われわれが他の人間の名誉を世間の目の前で大切にするのと同じように、独言を言うときにも大切にするのでないならば、われわれは行儀の悪い人間である。 曙光 569
孤独な人々と独り言、ということで、稀に誰に話すわけでもなく一人でブツブツ言っている人について書いていきましょう。
僕は昔から変な人が好きです。およそ誰からも相手にされていないような、世間で言う変人の人には積極的に声をかけていました。ということでおそらく僕も変人なのです。
仲間内で前日のスポーツ報道や今朝のニュースの話をしているような、いわゆる「普通の人っぽい人」には全く話しかけたりしないのですが、学校や会社で言えば休憩時間に誰とも話さず独りで過ごし、ついでに独り言をブツブツ言っているような人には積極的に話しかけたりしていました。
その理由は相手が孤独でかわいそうとかそういう理由ではありません。
独りでいる人こそ、普通っぽくない分すごく特殊な能力などを持っていたりして、接するこちら側としても新しい発見があることが多いからです。
人との共通の話題を探すことのない分独創的な視野を持っていたり、独自の世界観を形成していたりします。
そうした奇矯な人こそ、自称芸術家の自費グループ展をしているような人たちよりも遥かに頭の中が芸術的だったりします。
ということで、今まで過ごしてきた学校生活や、勤め人生活の中でも積極的にそのタイプの人に声をかけていました。
孤独な方の独り言
勤め人時代のことですが、ある人は、ある時トイレで一緒になったとき、
「あれ、おかしいな、おしっこがでーへん。たくさんお水飲んだはずやのに」
ということをずっとつぶやいていました。
で、普段誰もその人と話したりしないようで、いわばその人は変人扱いされていました。
しかし、僕はそんな彼を見て爆笑してしまいました。
そして話しかけてみると、普通の人どころか「かなりいい人」なのです。
仕事帰りに三条大橋近くの王将で餃子を二人前食べてから帰るということが、彼のルーティンだということも聞かせていただきました。

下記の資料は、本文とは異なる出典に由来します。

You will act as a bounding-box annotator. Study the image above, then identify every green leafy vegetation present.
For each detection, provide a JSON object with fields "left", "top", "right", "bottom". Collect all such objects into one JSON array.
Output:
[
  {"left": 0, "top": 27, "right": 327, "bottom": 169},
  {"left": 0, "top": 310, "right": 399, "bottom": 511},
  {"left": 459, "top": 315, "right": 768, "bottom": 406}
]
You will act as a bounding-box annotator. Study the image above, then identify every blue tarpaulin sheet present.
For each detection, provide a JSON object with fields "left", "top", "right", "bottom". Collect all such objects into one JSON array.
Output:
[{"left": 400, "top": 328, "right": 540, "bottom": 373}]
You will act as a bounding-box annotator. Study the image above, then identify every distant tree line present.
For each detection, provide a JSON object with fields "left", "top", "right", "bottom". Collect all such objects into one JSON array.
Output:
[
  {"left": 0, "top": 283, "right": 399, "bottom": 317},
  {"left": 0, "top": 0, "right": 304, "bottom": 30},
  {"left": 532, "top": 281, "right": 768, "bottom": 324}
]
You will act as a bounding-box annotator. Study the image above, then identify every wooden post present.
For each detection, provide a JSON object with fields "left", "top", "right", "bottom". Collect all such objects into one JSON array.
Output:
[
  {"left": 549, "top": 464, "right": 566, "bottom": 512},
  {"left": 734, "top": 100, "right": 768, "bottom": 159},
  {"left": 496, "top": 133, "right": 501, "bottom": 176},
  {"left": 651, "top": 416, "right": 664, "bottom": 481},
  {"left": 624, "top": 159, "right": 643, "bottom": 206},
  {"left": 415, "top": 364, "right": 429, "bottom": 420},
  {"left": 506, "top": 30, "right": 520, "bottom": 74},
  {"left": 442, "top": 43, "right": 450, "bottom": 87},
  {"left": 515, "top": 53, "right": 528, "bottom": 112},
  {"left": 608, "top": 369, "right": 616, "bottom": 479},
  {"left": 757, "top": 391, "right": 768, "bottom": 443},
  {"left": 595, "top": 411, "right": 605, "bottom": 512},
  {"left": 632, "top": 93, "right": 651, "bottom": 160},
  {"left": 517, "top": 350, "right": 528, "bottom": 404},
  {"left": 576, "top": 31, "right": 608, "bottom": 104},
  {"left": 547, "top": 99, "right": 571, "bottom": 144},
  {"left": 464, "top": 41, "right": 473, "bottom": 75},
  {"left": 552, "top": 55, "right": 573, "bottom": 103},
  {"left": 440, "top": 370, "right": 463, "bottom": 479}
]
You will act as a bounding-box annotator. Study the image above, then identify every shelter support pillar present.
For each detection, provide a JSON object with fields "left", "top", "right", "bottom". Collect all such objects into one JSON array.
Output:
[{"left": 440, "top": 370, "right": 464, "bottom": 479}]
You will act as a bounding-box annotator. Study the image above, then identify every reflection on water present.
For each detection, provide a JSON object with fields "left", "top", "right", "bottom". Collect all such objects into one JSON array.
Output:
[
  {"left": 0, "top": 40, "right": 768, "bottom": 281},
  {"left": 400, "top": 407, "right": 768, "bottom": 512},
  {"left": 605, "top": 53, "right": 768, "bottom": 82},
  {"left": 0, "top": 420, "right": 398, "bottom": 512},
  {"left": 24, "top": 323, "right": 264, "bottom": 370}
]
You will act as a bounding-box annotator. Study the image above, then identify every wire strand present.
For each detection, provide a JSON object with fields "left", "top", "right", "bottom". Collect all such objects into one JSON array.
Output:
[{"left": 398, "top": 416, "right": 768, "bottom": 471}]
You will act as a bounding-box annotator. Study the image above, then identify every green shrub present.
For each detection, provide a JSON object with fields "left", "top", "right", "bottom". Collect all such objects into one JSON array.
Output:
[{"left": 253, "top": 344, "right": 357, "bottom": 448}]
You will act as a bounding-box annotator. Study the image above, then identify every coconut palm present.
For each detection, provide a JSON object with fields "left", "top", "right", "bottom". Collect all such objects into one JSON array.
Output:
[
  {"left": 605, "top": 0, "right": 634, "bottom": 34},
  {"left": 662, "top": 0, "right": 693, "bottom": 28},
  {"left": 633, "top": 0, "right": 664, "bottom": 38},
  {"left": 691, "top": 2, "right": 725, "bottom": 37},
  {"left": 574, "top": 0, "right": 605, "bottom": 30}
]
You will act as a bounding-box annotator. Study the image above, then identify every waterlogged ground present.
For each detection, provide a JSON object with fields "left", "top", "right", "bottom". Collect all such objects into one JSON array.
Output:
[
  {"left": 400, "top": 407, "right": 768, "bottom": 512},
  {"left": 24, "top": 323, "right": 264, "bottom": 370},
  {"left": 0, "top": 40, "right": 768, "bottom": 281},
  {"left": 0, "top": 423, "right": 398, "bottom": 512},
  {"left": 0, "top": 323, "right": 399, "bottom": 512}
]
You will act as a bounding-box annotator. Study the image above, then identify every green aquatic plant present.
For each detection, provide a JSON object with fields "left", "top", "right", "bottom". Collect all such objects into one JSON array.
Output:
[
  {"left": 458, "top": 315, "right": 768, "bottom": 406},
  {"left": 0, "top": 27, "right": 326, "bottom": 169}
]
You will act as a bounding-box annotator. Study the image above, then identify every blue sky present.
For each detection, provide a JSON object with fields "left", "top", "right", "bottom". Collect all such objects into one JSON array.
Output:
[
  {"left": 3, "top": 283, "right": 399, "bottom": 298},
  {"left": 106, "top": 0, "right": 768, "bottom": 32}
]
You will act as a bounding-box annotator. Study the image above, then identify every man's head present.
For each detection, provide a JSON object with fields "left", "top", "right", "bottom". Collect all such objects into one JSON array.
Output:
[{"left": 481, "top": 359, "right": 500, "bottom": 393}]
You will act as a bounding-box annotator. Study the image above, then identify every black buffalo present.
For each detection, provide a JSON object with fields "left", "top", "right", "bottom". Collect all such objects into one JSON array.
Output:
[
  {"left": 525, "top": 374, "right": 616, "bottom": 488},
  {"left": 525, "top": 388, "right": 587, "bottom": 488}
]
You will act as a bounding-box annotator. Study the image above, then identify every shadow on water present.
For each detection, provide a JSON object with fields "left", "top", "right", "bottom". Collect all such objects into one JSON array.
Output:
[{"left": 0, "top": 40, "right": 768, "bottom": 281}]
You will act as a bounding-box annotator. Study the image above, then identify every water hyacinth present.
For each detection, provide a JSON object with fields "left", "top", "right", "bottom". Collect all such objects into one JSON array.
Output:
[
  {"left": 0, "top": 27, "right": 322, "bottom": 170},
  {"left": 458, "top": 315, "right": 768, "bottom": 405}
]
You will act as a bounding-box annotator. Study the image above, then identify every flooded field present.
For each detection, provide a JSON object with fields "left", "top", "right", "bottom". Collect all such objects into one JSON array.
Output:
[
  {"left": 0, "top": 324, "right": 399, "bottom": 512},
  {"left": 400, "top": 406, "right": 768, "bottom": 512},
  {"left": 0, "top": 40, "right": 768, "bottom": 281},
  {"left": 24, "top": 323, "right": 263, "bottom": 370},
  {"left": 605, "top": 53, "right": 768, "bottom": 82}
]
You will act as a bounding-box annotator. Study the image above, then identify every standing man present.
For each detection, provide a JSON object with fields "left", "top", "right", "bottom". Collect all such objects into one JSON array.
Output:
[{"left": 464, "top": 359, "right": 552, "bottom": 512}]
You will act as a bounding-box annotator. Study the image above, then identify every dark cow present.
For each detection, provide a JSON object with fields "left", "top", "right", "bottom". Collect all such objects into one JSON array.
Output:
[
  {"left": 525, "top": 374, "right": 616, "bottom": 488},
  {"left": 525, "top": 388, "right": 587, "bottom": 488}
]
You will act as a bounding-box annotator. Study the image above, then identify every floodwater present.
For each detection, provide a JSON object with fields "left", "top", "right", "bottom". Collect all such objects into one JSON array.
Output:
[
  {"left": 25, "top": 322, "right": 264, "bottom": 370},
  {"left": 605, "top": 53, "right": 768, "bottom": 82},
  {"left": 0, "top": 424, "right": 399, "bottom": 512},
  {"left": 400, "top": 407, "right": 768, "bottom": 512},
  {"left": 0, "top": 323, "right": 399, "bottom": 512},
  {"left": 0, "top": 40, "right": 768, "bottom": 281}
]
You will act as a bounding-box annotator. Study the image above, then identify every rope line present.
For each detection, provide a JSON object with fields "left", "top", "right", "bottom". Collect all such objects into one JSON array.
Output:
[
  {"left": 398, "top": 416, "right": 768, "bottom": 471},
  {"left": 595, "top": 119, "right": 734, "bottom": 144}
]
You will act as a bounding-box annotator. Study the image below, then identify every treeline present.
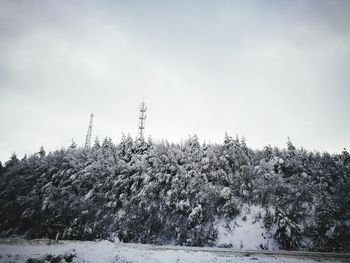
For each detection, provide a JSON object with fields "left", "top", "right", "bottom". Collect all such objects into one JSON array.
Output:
[{"left": 0, "top": 134, "right": 350, "bottom": 252}]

その後、毎日お互いに元気良く挨拶を交わすようにもなりました。
ホームレスの方との思い出
そうしたことをしていると、特にエンターテイメントなどを求める必要はありません。
日常のすべてがエンターテイメントになるのです。
そういえば最近では激減しましたが、京都にもたくさんのホームレスの方がいました。
今京都を観光している人たちには信じがたいことかもしれませんが、鴨川の各橋の下にはそれぞれホームレスの方々が在住されていたのです。
中学一年生の頃、友人と釣竿を持って鴨川を北上していたところ、結構北の方の橋の下のホームレスの方に呼び止められたことがあります。
「おい、ちょっと待て!」
と。
普通は逃げ出すようなシーンかもしれませんが、僕は昔からその手の人と接するのは何とも思いません。
立ち止まって、
「どうしたん?」
と聞きました。
すると、
「これ、やろ」と、紫外線でボロボロになった「針のついていないルアー」をくれました。
世間の印象では「物乞い」にあたる人から施しを受けました。
やはり日常のすべてがエンターテイメントです。